Awk instance Part 1

Last Update:2013-11-16 Source: Internet

Author: User

Tags ibm developerworks

Developer on Alibaba Coud: Build your first app with APIs, SDKs, and tutorials on the Alibaba Cloud. Read more ＞

Cause: Recently, google's awk tutorials go to a beginner awk series on IBM developerworks, written by Daniel Robbins, founder of Gentoo Linux many years ago. I think it is quite good, but the Chinese version on developerworks is short of a few pounds. It is confusing to see the loss of the entire segment of the original article. I wonder whether it is a machine translation problem or a layout problem? So I only had to go through the English version (my English was poor, and I was forced to read it), and I had to translate it again. I have the right to reserve it for myself and for other friends who needed it. Despite being a beginner, it is still worth seeing. I did not expect the founder of Gentoo to write such basic things for the whole life.

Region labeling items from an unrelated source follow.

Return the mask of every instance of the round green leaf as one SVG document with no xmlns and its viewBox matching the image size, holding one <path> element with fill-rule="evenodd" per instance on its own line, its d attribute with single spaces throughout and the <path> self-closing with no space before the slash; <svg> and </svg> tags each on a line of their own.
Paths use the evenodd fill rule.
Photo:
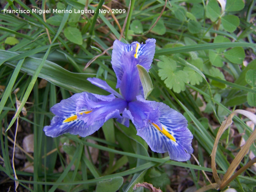
<svg viewBox="0 0 256 192">
<path fill-rule="evenodd" d="M 204 18 L 204 6 L 201 4 L 194 4 L 191 9 L 190 12 L 197 19 Z"/>
<path fill-rule="evenodd" d="M 243 0 L 227 0 L 225 10 L 226 11 L 238 11 L 244 7 Z"/>
<path fill-rule="evenodd" d="M 244 51 L 240 47 L 235 47 L 225 52 L 224 56 L 230 61 L 236 63 L 242 63 L 245 57 Z"/>
<path fill-rule="evenodd" d="M 213 65 L 218 67 L 223 66 L 223 62 L 220 56 L 212 50 L 209 51 L 209 59 Z"/>
<path fill-rule="evenodd" d="M 213 21 L 220 16 L 220 8 L 216 0 L 210 0 L 206 6 L 206 16 Z"/>
<path fill-rule="evenodd" d="M 141 34 L 143 33 L 143 26 L 139 20 L 133 20 L 130 26 L 131 29 L 137 34 Z"/>
<path fill-rule="evenodd" d="M 83 44 L 83 38 L 81 32 L 77 28 L 68 27 L 64 29 L 64 35 L 68 40 L 78 45 Z"/>
<path fill-rule="evenodd" d="M 249 92 L 247 94 L 247 102 L 251 107 L 256 107 L 256 94 Z"/>
<path fill-rule="evenodd" d="M 188 31 L 192 34 L 198 33 L 201 30 L 202 27 L 197 21 L 190 20 L 188 23 Z"/>
<path fill-rule="evenodd" d="M 190 19 L 191 20 L 195 21 L 196 21 L 196 17 L 191 13 L 187 12 L 186 13 L 186 15 L 188 18 Z"/>
<path fill-rule="evenodd" d="M 14 45 L 20 43 L 19 40 L 13 37 L 8 37 L 4 41 L 4 43 L 10 45 Z"/>
<path fill-rule="evenodd" d="M 152 22 L 152 25 L 156 20 L 156 18 L 153 20 Z M 164 26 L 164 21 L 161 19 L 159 19 L 155 26 L 151 30 L 151 32 L 160 35 L 164 34 L 166 32 L 166 28 Z"/>
<path fill-rule="evenodd" d="M 184 21 L 186 20 L 186 11 L 184 9 L 180 8 L 177 9 L 174 12 L 175 17 L 181 21 Z"/>
<path fill-rule="evenodd" d="M 250 69 L 246 72 L 245 81 L 250 86 L 256 87 L 256 69 Z"/>
<path fill-rule="evenodd" d="M 119 189 L 124 182 L 122 177 L 116 177 L 97 184 L 96 192 L 116 192 Z"/>
<path fill-rule="evenodd" d="M 215 37 L 213 41 L 213 43 L 225 43 L 226 42 L 231 42 L 229 39 L 227 37 L 225 37 L 221 35 L 218 35 Z M 225 48 L 222 49 L 216 49 L 216 51 L 218 53 L 224 51 L 226 50 Z"/>
<path fill-rule="evenodd" d="M 221 18 L 223 28 L 230 33 L 232 33 L 236 29 L 240 22 L 239 18 L 235 15 L 226 15 Z"/>
</svg>

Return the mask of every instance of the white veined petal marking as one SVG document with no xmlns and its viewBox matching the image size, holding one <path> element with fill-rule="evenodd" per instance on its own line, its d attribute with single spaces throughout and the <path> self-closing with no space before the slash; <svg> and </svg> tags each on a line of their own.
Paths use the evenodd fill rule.
<svg viewBox="0 0 256 192">
<path fill-rule="evenodd" d="M 156 124 L 153 123 L 150 123 L 152 124 L 152 125 L 153 125 L 153 127 L 156 130 L 160 131 L 163 135 L 165 135 L 172 140 L 174 141 L 174 142 L 176 142 L 176 140 L 175 139 L 175 138 L 174 138 L 174 137 L 171 135 L 170 133 L 167 131 L 163 127 L 162 127 L 162 129 L 163 129 L 163 130 L 161 130 L 159 128 L 159 127 L 158 127 Z"/>
<path fill-rule="evenodd" d="M 88 114 L 88 113 L 90 113 L 92 112 L 92 111 L 81 111 L 80 113 L 79 113 L 79 114 L 80 115 L 82 115 L 84 113 L 85 114 Z M 68 122 L 70 122 L 71 121 L 76 120 L 77 119 L 77 116 L 76 115 L 75 115 L 73 116 L 72 116 L 68 118 L 67 118 L 65 120 L 64 120 L 63 121 L 63 122 L 68 123 Z"/>
</svg>

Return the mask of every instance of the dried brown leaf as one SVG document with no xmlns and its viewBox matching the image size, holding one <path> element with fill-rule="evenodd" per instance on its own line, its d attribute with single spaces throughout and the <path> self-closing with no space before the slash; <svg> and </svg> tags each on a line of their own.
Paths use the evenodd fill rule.
<svg viewBox="0 0 256 192">
<path fill-rule="evenodd" d="M 139 183 L 135 184 L 133 188 L 134 190 L 136 190 L 137 188 L 140 187 L 142 187 L 148 189 L 150 192 L 163 192 L 162 190 L 160 189 L 160 188 L 157 189 L 154 187 L 152 184 L 148 183 L 147 182 L 143 182 L 142 183 Z"/>
</svg>

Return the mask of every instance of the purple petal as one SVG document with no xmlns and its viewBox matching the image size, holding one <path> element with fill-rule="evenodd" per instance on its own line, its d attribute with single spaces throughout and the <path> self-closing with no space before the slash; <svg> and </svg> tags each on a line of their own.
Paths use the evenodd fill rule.
<svg viewBox="0 0 256 192">
<path fill-rule="evenodd" d="M 143 66 L 148 72 L 153 61 L 156 49 L 156 39 L 148 39 L 146 44 L 137 44 L 136 56 L 139 60 L 139 65 Z"/>
<path fill-rule="evenodd" d="M 84 92 L 75 94 L 68 99 L 62 100 L 51 108 L 51 111 L 56 116 L 52 118 L 50 125 L 44 128 L 46 135 L 56 137 L 70 133 L 86 137 L 96 131 L 88 127 L 83 121 L 77 118 L 76 100 L 84 93 Z M 81 108 L 81 109 L 82 113 L 89 112 L 86 108 Z"/>
<path fill-rule="evenodd" d="M 140 44 L 135 42 L 129 44 L 118 40 L 114 42 L 111 63 L 117 78 L 117 88 L 120 86 L 123 75 L 124 66 L 120 58 L 124 52 L 132 51 L 132 55 L 138 60 L 138 62 L 136 64 L 142 65 L 148 72 L 155 54 L 156 40 L 148 39 L 146 41 L 146 43 Z"/>
<path fill-rule="evenodd" d="M 120 79 L 120 92 L 128 102 L 135 100 L 136 96 L 141 92 L 140 80 L 136 66 L 138 61 L 134 57 L 134 53 L 132 51 L 124 52 L 120 60 L 123 70 Z"/>
<path fill-rule="evenodd" d="M 190 154 L 193 152 L 191 142 L 193 135 L 187 128 L 187 121 L 184 116 L 175 110 L 162 103 L 145 100 L 142 96 L 137 97 L 139 101 L 145 106 L 146 110 L 151 108 L 158 110 L 160 114 L 156 121 L 152 115 L 142 114 L 141 110 L 142 105 L 138 105 L 136 109 L 135 103 L 133 108 L 130 108 L 134 119 L 134 124 L 137 129 L 137 134 L 142 137 L 148 144 L 151 150 L 158 153 L 168 151 L 171 159 L 178 161 L 188 160 Z M 157 113 L 155 113 L 157 114 Z M 140 122 L 140 116 L 141 118 Z M 151 120 L 151 118 L 152 118 Z M 155 123 L 153 122 L 155 121 Z M 138 129 L 147 123 L 143 127 Z"/>
<path fill-rule="evenodd" d="M 111 93 L 113 93 L 117 97 L 123 98 L 122 95 L 111 88 L 105 81 L 95 77 L 87 78 L 87 80 L 92 83 L 92 84 L 106 91 Z"/>
<path fill-rule="evenodd" d="M 99 128 L 110 118 L 121 118 L 120 114 L 127 107 L 125 101 L 113 94 L 104 96 L 86 93 L 77 101 L 78 109 L 86 107 L 92 111 L 89 113 L 77 114 L 77 118 L 88 126 L 97 125 Z"/>
</svg>

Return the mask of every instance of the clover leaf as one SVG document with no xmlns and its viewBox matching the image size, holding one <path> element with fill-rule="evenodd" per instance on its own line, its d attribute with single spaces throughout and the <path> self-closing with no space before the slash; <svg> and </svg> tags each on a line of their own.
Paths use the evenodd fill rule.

Address: http://www.ibm.com/developerworks/linux/library/l-awk1/index.html

Common threads: Awk by example, Part 1

A powerful language with a strange name

Summary: awk is a powerful language with a strange name. This is the first article in this series. This series includes three articles. In this article, Daniel will show you how to quickly master awk programming skills. As the series progresses, it will include more advanced topics and ultimately demonstrate a real advanced awk application.

Defend AWK

In this series of articles, I will lead you to become a skilled awk programmer. I admit that awk does not have a pretty and fashionable name, And the GNU version of awk (named gawk) sounds strange. When those who are not familiar with the language hear awk, they will think of a mess of outdated and outdated code, they think it even caused the most knowledgeable UNIX experts to go to the crazy edge (causing them to constantly use "kill-9! ", Just like using a coffee maker ).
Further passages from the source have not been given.